Les chauffeurs de Kibuye demeurent des figures énigmatiques dans le contexte du génocide contre les Tutsi à Kibuye, notamment sur les collines de Bisesero, Karongi, Gitwa, et d’autres, en 1994. Ces rôles sont désormais au centre du procès de Claude Muhayimana, qui se déroule à la cour d’assises de Paris.
Claude Muhayimana est accusé de complicité de génocide et de crimes contre l’humanité. On lui reproche d’avoir transporté des miliciens Interahamwe et des gendarmes ayant perpétré des massacres contre les Tutsi réfugiés dans divers endroits de la préfecture de Kibuye. Ancien chauffeur pour le projet de pêche, puis employé au guest house de Kibuye également en tant que chauffeur, Muhayimana affirme avoir été contraint par les miliciens et les gendarmes à transporter ces derniers, ce qui l’amène aujourd’hui à comparaître devant la justice.

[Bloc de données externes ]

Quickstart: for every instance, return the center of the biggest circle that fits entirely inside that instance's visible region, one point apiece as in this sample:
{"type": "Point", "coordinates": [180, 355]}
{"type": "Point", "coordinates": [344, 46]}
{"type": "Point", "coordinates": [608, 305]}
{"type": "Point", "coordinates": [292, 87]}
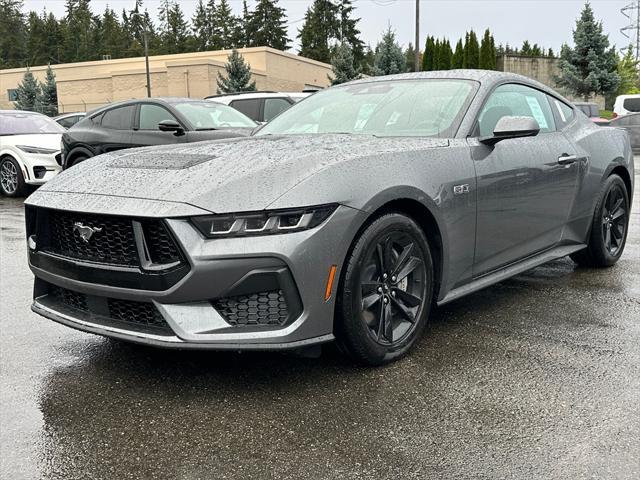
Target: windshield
{"type": "Point", "coordinates": [211, 115]}
{"type": "Point", "coordinates": [409, 108]}
{"type": "Point", "coordinates": [20, 123]}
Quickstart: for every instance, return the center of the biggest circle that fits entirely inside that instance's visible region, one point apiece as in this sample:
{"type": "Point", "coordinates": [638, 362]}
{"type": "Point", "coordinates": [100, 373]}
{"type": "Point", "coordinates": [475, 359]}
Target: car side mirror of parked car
{"type": "Point", "coordinates": [512, 127]}
{"type": "Point", "coordinates": [171, 126]}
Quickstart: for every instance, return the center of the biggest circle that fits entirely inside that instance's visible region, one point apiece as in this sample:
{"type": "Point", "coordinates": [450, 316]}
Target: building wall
{"type": "Point", "coordinates": [542, 69]}
{"type": "Point", "coordinates": [87, 85]}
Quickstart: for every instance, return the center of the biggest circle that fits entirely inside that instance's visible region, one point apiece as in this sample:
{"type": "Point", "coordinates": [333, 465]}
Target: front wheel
{"type": "Point", "coordinates": [609, 226]}
{"type": "Point", "coordinates": [11, 180]}
{"type": "Point", "coordinates": [386, 291]}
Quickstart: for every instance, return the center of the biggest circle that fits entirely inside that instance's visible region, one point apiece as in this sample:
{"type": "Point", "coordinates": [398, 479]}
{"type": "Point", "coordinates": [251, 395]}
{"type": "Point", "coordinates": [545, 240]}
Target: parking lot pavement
{"type": "Point", "coordinates": [537, 377]}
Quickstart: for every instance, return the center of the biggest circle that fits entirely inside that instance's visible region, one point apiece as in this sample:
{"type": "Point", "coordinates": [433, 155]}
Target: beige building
{"type": "Point", "coordinates": [542, 69]}
{"type": "Point", "coordinates": [87, 85]}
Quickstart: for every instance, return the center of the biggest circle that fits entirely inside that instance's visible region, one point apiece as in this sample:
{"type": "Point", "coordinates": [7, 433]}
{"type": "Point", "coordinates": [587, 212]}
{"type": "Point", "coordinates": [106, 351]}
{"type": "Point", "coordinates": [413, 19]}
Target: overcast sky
{"type": "Point", "coordinates": [546, 22]}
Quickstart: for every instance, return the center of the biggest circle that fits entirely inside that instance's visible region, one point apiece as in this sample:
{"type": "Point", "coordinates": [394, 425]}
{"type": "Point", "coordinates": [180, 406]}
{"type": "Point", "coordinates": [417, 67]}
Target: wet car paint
{"type": "Point", "coordinates": [536, 377]}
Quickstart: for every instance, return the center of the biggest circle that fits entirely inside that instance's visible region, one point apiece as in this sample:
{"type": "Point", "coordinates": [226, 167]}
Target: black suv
{"type": "Point", "coordinates": [151, 121]}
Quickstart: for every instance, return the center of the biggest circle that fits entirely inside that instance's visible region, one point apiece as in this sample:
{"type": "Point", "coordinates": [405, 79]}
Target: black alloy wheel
{"type": "Point", "coordinates": [392, 288]}
{"type": "Point", "coordinates": [385, 290]}
{"type": "Point", "coordinates": [614, 220]}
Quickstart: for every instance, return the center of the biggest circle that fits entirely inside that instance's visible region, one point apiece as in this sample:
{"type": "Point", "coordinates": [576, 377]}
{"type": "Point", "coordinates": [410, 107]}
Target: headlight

À l’opposé, M. Uzzias Bailleux, qui était chauffeur pour la préfecture de Kibuye, notamment auprès des différents préfets dont Dr. Clément Kayishema, raconte une toute autre histoire. Kayishema, préfet pendant le génocide, fut l’un des acteurs principaux de cette tragédie. Pourtant, Uzzias a eu le courage de désobéir aux ordres de son supérieur, comme il le relate dans son livre Désobéir pour sauver.
« Malgré mon audace et ma volonté d’aider, j’ai été le témoin impuissant d’un génocide se déroulant sous mes yeux. J’ai pu secourir des victimes de scènes d’une cruauté inimaginable : des innocents mutilés, des femmes violées, et d’autres laissés pour mourir », écrit Uzzias dans son livre.
Il revient également sur ses limites face à l’ampleur des atrocités, tout en insistant sur son désir d’agir différemment.
« Je n’avais pas les moyens adéquats pour soigner les blessures béantes. Malheureusement, beaucoup ont succombé, et seuls quelques-uns ont survécu. Avec l’aide de quelques personnes au cœur encore humain, nous avons pu en sauver un petit nombre. Parallèlement, j’ai tout fait pour alerter les autorités afin d’arrêter ces massacres, mais en vain. »
En tant que chauffeur du préfet de Kibuye, Dr. Clément Kayishema, l’un des acteurs les plus impliqués dans l’organisation du génocide, Uzzias reconnaît que son existence relève d’un miracle divin.
« Si je suis encore en vie aujourd’hui, c’est un miracle, une grâce de Dieu. J’ai lu et entendu beaucoup de choses sur le génocide contre les Tutsi au Rwanda. De nombreux journalistes et auteurs ont publié mes témoignages. Après 25 ans, j’ai trouvé le courage de briser le silence et de partager ma version des faits, ce qui s’est réellement passé dans ma région natale, Kibuye-Rwanda. » Uzzias Bailleux a témoigné dans le cadre du procès de Muhayimana, un autre « chauffeur de Kibuye ». Il affirme que si Muhayimana avait été réellement gêné par les massacres, il aurait agit autrement.